The strange love in the title, I think, refers to the love of art (or "aesthetic life" in the postmodern sense), not homosexuality.
The film takes the New York contemporary art scene and the artist's life that began in the 1960s as the foreground, and the gay and equal rights movement as a faint background. The rise of contemporary art at the same time corresponds to the decentralization of elegant art to a wider "mass", and the lowering of the art threshold also corresponds to the aestheticization of life, and the blurring and demise of the boundary between life and art. So we see Ben and George pursuing absolutely serious and uncompromising art in the very everyday life scenes-regardless of the difficulty of Ben's painting by himself (though in the eyes of others, he is just a painting "favorite" who has never entered the institution. "), George still treats the yellow-haired girl who learns the piano with the attitude of treating the master's performance in the piano tutoring class.
In addition, the intergenerational relationship of the main characters in the film is also quite interesting.
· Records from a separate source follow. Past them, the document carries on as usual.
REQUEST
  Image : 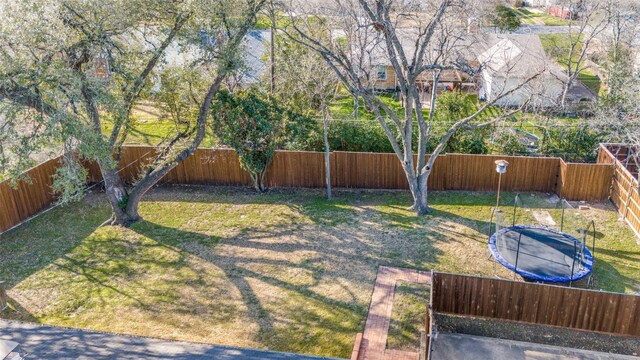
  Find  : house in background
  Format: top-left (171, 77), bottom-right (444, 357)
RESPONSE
top-left (478, 35), bottom-right (567, 107)
top-left (371, 32), bottom-right (566, 107)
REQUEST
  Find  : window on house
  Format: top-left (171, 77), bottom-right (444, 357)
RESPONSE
top-left (376, 66), bottom-right (387, 80)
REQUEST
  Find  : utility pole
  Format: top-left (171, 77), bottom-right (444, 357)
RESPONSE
top-left (269, 0), bottom-right (276, 95)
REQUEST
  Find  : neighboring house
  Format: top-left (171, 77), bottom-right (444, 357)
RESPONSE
top-left (371, 29), bottom-right (477, 104)
top-left (478, 35), bottom-right (567, 107)
top-left (371, 29), bottom-right (566, 107)
top-left (152, 30), bottom-right (271, 91)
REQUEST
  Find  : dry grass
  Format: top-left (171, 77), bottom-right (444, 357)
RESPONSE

The perseverance and downfall of the first generation of art life practitioners represented by Ben and George is more "sensible" and "reasonable" and "reasonable" compared to the second generation of practitioners Kate. The survival strategy of "professionalization", and the unformed artistic inclination and life attitude of the new generation of artistic teenager Joey suddenly emerged in the final stage of the film, and it became an end with a strong echo.
Will Joey become an idealist like Uncle Ben or a compromiser like his mother Kate? We have no way of knowing. We only know that as the adolescence is approaching, the time to make choices is not far away. Therefore, at the end of the film, we see Joey, a young man who loves French literature, is sensitive to a certain kind of sadness that originates from the depths of life and tears. The majestic sunset has immersed his under-age face-this seems to be a new generation of artistic youth. From now on, they will be entitled to enjoy the indulgence and ecstasy brought by art, and they will also endure the fragility and suffering of entrusting their lives to art for their entire lives.